Journal of Experimental Medicine ◽

10.1084/jem.143.3.601 ◽

1976 ◽

Vol 143 (3) ◽

pp. 601-614 ◽

Cited By ~ 67

Author(s):

J W Schrader ◽

G M Edelman

Keyword(s):

T Cells ◽

Tumor Cell ◽

Tumor Cells ◽

Target Cell ◽

Cytotoxic T Cells ◽

Hybrid Origin ◽

Target Cells ◽

Cytotoxic Lymphocytes ◽

Effector Cells

Cytotoxic T lymphocytes were generated in vitro against H-2 compatible or syngeneic tumor cells. In vitro cytotoxic activity was inhibited by specific anti-H2 sera, suggesting that H-2 antigens are involved in cell lysis.

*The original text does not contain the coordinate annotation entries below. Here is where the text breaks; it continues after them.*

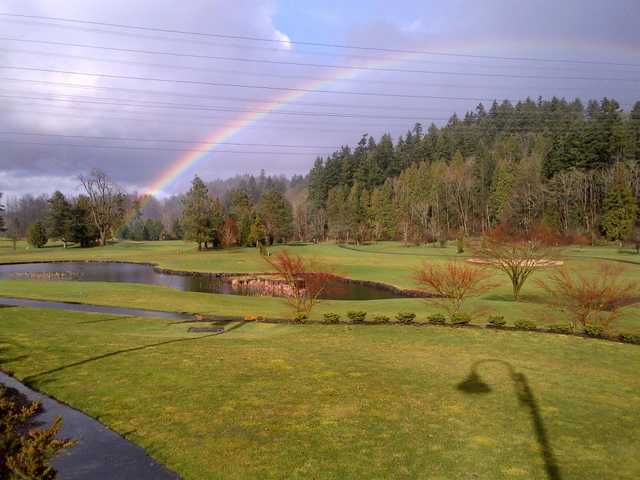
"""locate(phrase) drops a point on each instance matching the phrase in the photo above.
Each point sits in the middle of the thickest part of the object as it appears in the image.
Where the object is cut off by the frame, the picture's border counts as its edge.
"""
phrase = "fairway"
(330, 401)
(337, 402)
(390, 263)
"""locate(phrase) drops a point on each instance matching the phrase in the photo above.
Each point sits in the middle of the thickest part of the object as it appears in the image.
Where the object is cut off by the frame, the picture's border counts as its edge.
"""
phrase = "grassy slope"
(336, 402)
(387, 262)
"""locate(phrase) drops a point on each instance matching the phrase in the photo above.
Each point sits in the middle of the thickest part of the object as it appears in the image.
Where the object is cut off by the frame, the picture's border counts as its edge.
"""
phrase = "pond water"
(139, 273)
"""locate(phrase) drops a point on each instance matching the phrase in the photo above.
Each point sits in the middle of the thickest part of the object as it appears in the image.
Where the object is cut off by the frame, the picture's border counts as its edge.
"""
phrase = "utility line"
(309, 43)
(347, 67)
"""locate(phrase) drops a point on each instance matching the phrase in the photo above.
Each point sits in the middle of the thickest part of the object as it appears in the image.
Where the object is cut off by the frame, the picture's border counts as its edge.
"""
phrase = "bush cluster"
(525, 325)
(437, 319)
(405, 317)
(300, 317)
(595, 331)
(357, 316)
(460, 319)
(496, 321)
(26, 452)
(559, 328)
(331, 318)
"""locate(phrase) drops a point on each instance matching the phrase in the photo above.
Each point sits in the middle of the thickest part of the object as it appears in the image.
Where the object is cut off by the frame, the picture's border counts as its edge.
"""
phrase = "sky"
(220, 87)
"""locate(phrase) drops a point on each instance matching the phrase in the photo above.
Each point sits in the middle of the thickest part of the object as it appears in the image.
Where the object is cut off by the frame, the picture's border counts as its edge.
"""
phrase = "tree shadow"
(474, 384)
(35, 379)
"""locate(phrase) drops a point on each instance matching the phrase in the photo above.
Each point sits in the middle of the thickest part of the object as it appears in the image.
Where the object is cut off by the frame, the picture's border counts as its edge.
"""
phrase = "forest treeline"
(571, 166)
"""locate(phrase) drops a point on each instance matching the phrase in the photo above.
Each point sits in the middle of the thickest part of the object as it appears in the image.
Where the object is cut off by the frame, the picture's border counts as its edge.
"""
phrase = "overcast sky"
(56, 125)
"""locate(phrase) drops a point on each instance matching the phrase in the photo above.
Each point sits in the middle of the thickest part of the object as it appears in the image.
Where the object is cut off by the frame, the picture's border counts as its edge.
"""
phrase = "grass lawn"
(387, 262)
(338, 402)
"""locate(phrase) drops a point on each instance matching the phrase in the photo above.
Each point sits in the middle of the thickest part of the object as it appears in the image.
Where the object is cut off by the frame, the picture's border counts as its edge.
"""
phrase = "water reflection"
(138, 273)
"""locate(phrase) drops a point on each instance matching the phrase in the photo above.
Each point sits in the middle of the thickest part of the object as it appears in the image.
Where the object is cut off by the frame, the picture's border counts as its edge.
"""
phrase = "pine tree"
(37, 235)
(619, 210)
(198, 213)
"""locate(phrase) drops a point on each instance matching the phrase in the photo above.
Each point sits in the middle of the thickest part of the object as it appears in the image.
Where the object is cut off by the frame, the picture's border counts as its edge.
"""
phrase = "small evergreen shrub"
(331, 318)
(560, 328)
(437, 319)
(405, 317)
(525, 325)
(630, 338)
(496, 321)
(357, 316)
(595, 331)
(460, 319)
(381, 319)
(26, 452)
(300, 317)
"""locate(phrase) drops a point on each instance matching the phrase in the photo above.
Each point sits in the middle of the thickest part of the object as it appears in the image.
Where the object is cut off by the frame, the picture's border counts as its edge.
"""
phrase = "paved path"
(101, 453)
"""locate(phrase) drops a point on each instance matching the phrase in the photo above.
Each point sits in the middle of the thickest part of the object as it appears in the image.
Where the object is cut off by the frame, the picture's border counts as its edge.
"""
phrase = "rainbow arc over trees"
(206, 147)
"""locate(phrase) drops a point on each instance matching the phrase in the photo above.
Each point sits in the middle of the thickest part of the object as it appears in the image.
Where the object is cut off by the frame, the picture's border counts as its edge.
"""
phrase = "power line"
(224, 109)
(252, 74)
(124, 102)
(314, 44)
(346, 67)
(162, 140)
(238, 85)
(167, 149)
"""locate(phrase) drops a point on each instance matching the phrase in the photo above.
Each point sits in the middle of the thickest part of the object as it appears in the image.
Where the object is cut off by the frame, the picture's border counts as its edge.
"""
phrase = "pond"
(340, 289)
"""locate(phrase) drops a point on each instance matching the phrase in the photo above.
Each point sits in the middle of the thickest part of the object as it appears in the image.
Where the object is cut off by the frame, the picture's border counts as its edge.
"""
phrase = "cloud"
(137, 129)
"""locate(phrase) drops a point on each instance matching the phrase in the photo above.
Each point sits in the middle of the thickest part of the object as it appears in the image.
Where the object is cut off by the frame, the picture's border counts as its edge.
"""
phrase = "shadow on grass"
(36, 379)
(474, 384)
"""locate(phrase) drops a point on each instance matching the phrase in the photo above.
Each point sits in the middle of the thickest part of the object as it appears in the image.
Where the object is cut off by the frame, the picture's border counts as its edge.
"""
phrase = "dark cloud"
(131, 109)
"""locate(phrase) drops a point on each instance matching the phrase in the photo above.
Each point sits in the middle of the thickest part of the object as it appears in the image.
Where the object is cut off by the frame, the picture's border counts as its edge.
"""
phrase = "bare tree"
(106, 202)
(306, 279)
(592, 299)
(517, 257)
(453, 283)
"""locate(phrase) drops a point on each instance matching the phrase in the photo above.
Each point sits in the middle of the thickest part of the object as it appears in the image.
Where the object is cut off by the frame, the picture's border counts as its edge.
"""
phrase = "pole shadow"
(474, 384)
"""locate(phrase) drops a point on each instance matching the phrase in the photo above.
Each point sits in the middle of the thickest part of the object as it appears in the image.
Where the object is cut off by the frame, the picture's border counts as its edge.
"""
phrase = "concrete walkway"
(101, 453)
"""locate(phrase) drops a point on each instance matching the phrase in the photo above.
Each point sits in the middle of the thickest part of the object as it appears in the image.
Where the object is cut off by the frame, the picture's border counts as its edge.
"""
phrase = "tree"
(58, 218)
(306, 279)
(517, 257)
(3, 226)
(276, 215)
(620, 211)
(106, 203)
(197, 215)
(37, 235)
(453, 283)
(592, 299)
(82, 228)
(229, 233)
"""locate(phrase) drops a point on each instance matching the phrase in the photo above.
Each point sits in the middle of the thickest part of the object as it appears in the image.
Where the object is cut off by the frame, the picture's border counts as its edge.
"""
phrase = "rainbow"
(199, 152)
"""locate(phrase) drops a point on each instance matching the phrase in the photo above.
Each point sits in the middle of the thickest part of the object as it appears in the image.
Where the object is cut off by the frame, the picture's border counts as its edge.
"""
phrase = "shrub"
(300, 317)
(525, 325)
(560, 328)
(331, 318)
(630, 338)
(595, 331)
(496, 321)
(381, 319)
(26, 451)
(437, 319)
(460, 319)
(405, 317)
(357, 316)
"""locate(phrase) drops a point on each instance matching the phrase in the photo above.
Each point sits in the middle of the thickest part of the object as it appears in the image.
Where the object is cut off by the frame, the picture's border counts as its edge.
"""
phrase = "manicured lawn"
(387, 262)
(338, 402)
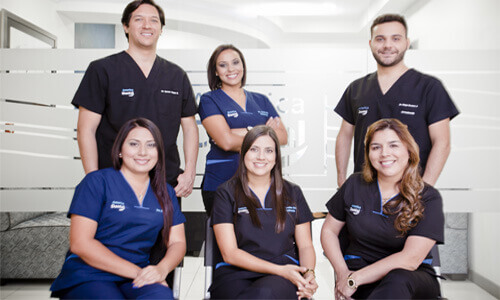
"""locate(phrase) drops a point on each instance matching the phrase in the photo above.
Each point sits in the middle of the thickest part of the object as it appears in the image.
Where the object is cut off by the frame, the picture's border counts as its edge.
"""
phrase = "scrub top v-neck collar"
(263, 205)
(382, 203)
(152, 73)
(244, 109)
(379, 89)
(131, 190)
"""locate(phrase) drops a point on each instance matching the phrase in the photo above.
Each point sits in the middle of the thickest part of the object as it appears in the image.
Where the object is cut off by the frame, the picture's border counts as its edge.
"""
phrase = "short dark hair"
(157, 175)
(214, 81)
(389, 18)
(132, 6)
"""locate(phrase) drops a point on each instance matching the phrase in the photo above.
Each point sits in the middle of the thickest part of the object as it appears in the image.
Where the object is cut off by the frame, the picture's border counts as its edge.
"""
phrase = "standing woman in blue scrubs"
(227, 113)
(392, 218)
(116, 215)
(262, 225)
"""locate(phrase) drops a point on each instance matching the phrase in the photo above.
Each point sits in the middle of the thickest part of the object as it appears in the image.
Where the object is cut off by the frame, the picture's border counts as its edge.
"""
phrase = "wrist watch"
(351, 282)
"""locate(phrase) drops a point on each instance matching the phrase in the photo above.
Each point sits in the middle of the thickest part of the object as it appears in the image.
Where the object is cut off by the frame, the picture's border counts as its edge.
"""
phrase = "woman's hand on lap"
(149, 275)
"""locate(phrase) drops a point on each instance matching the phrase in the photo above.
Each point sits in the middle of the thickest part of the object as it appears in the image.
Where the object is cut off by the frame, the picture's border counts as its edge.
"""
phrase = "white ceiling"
(256, 23)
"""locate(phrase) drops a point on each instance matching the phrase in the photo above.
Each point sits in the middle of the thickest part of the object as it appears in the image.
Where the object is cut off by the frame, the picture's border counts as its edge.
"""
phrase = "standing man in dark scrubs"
(395, 91)
(138, 83)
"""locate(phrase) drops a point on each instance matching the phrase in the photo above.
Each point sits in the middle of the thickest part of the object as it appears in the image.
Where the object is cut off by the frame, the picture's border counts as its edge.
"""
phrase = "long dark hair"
(408, 206)
(157, 174)
(278, 192)
(214, 81)
(132, 6)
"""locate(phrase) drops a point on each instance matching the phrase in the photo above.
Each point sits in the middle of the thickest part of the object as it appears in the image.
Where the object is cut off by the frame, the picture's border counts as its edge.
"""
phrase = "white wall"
(457, 25)
(43, 14)
(467, 25)
(484, 245)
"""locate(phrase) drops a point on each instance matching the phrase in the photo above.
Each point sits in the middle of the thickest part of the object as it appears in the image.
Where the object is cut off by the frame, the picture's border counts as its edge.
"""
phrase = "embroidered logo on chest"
(363, 110)
(118, 205)
(263, 113)
(243, 210)
(232, 114)
(128, 92)
(406, 108)
(169, 92)
(355, 209)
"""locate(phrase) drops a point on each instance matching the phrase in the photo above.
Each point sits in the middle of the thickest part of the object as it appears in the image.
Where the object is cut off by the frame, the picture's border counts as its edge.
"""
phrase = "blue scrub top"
(221, 165)
(126, 227)
(372, 235)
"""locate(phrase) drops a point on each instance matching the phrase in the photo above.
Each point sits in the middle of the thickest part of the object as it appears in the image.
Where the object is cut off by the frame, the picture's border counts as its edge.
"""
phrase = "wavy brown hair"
(408, 206)
(157, 175)
(278, 192)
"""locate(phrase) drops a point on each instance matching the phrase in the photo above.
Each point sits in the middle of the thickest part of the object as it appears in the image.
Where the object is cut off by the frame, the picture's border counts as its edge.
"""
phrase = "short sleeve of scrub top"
(344, 109)
(432, 224)
(304, 214)
(336, 204)
(439, 106)
(223, 208)
(177, 217)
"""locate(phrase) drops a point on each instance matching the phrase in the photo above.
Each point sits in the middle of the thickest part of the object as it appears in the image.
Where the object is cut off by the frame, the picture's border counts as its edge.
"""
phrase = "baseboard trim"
(485, 283)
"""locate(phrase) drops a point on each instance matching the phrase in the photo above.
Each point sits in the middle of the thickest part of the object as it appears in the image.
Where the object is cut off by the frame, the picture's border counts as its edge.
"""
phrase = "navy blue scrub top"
(125, 227)
(263, 242)
(221, 165)
(372, 235)
(116, 88)
(418, 100)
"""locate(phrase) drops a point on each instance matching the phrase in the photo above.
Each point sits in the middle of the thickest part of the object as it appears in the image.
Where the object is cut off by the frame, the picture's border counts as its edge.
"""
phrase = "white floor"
(193, 278)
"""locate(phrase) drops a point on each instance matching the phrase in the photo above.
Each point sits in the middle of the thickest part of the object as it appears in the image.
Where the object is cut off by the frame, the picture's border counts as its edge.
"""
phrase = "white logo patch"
(169, 92)
(120, 206)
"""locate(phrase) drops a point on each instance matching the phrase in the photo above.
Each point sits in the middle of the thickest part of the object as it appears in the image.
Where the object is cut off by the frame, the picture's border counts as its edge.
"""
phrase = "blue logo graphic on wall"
(128, 92)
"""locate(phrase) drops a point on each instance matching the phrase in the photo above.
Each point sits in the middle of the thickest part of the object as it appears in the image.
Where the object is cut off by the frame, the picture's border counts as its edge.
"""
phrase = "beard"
(399, 57)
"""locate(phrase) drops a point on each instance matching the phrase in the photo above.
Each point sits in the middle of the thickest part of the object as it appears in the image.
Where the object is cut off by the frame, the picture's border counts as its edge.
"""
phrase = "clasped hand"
(306, 284)
(342, 291)
(149, 275)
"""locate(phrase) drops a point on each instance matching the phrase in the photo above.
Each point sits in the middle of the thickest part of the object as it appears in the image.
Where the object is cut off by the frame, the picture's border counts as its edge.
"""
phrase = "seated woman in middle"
(262, 226)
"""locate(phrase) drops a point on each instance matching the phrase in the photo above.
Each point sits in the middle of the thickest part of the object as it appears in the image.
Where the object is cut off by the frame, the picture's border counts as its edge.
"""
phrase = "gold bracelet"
(309, 270)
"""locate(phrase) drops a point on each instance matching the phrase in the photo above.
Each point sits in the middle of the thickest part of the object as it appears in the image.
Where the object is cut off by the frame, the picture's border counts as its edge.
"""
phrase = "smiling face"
(144, 28)
(229, 68)
(261, 157)
(139, 153)
(388, 155)
(389, 43)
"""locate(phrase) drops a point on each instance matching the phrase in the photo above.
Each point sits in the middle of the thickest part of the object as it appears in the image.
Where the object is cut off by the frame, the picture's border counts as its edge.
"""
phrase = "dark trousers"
(401, 284)
(263, 287)
(116, 290)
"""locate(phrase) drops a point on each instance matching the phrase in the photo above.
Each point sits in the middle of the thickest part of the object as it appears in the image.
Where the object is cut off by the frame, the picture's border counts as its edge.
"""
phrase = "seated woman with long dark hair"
(262, 226)
(116, 215)
(393, 219)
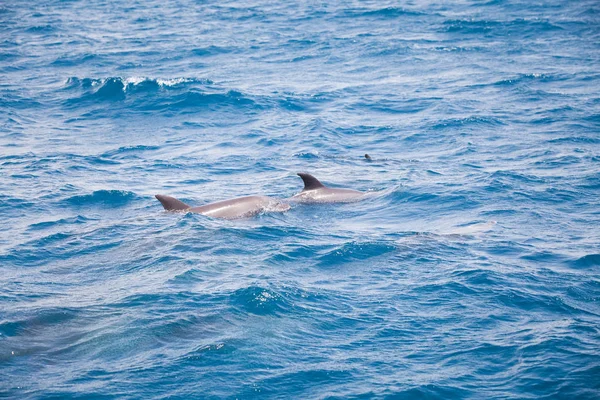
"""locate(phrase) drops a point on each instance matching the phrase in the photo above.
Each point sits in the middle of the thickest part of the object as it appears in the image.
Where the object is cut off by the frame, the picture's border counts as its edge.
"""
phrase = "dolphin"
(315, 192)
(240, 207)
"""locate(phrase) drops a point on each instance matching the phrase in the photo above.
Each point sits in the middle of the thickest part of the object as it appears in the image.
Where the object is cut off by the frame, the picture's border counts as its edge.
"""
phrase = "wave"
(261, 301)
(587, 261)
(112, 198)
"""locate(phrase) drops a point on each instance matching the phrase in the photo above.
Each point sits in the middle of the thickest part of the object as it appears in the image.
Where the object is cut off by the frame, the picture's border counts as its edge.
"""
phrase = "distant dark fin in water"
(310, 182)
(171, 203)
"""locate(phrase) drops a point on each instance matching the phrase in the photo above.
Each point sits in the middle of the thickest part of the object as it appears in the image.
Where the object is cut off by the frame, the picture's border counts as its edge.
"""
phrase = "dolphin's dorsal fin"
(310, 182)
(171, 203)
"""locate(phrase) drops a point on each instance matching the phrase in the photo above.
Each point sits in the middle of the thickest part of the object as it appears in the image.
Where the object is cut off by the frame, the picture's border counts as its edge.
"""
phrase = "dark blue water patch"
(473, 122)
(354, 252)
(384, 13)
(127, 152)
(211, 51)
(104, 198)
(587, 261)
(79, 219)
(260, 301)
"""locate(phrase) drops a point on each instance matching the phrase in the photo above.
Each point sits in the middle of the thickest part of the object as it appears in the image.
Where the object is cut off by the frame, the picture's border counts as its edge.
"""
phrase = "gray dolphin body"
(241, 207)
(315, 192)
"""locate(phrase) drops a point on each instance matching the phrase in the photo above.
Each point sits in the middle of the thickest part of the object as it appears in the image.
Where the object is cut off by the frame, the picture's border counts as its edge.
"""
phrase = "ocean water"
(472, 271)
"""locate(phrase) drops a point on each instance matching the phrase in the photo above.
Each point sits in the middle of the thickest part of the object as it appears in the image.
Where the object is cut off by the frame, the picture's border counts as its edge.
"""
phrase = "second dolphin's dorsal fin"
(310, 182)
(171, 203)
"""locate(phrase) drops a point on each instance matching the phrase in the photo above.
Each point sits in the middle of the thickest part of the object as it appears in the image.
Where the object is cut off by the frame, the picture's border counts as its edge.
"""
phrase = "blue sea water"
(471, 271)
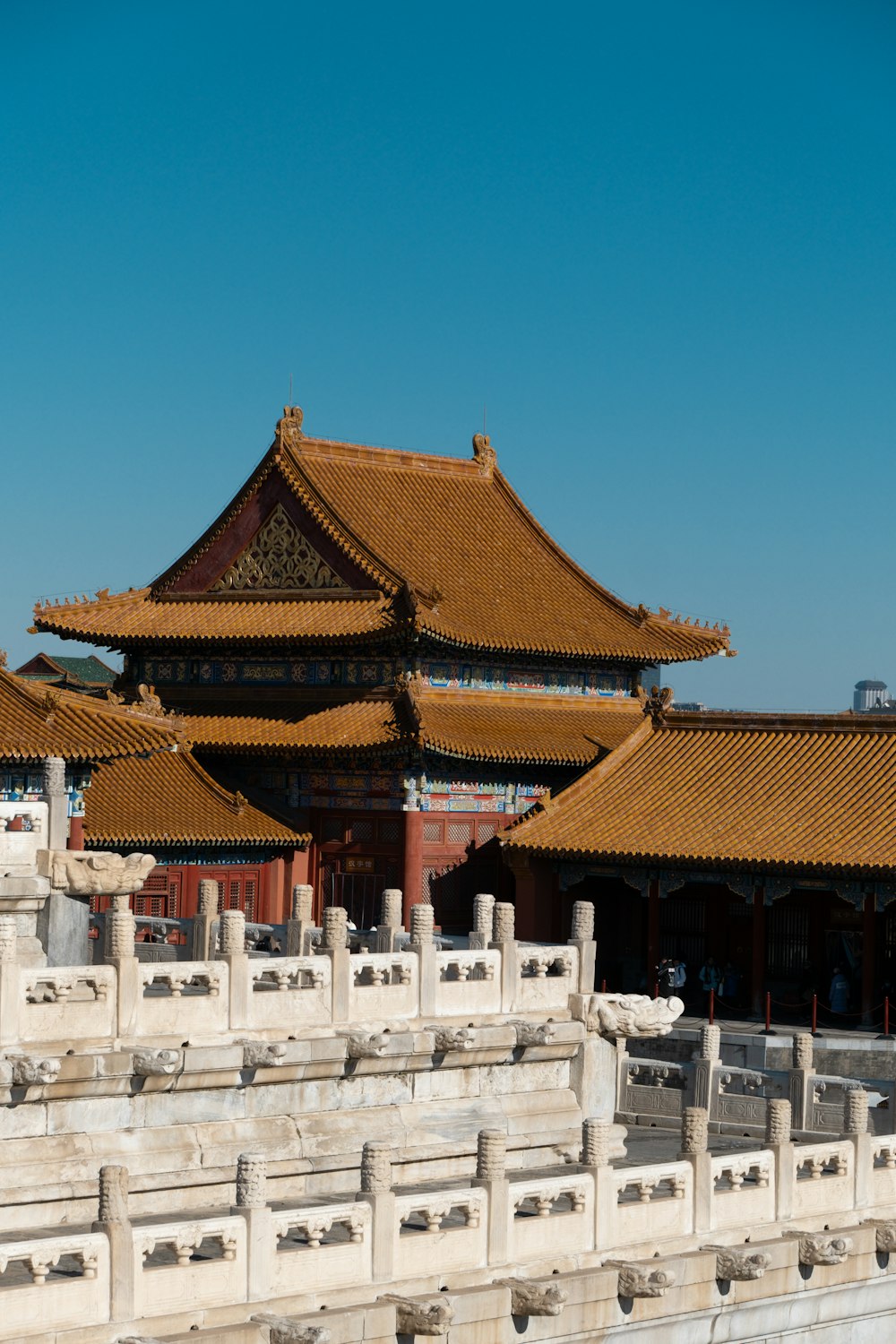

Two observations directly demonstrated the participation of the H-2 antigens on the tumor cells in their lysis by H-2-compatible T cells. First, coating of the H-2 antigens on the target tumor cell reduced the number of cells lysed on subsequent exposure to cytotoxic T cells. Second, when cytotoxic T cells were activated against an H-2 compatible tumor and assayed against an H-2-incompatible tumor, anti-H-2 serum that could bind to the target cell, but not to the cytotoxic lymphocyte, inhibited lysis. H-2 antigens were also shown to be present on the cytotoxic lymphocytes. Specific antisera reacting with these H-2 antigens, but not those of the target cell, failed to inhibit lysis when small numbers of effector cells were assayed against H-2-incompatible target cells or when effector cells of F1-hybrid origin and bearing two H-2 haplotypes were assayed against a tumor cell of one of the parental strains. These findings suggest that it is the H-2 antigens on the tumor cell and not those on the cytotoxic lymphocytes that are important in cell-mediated lysis of H-2-compatible tumor cells.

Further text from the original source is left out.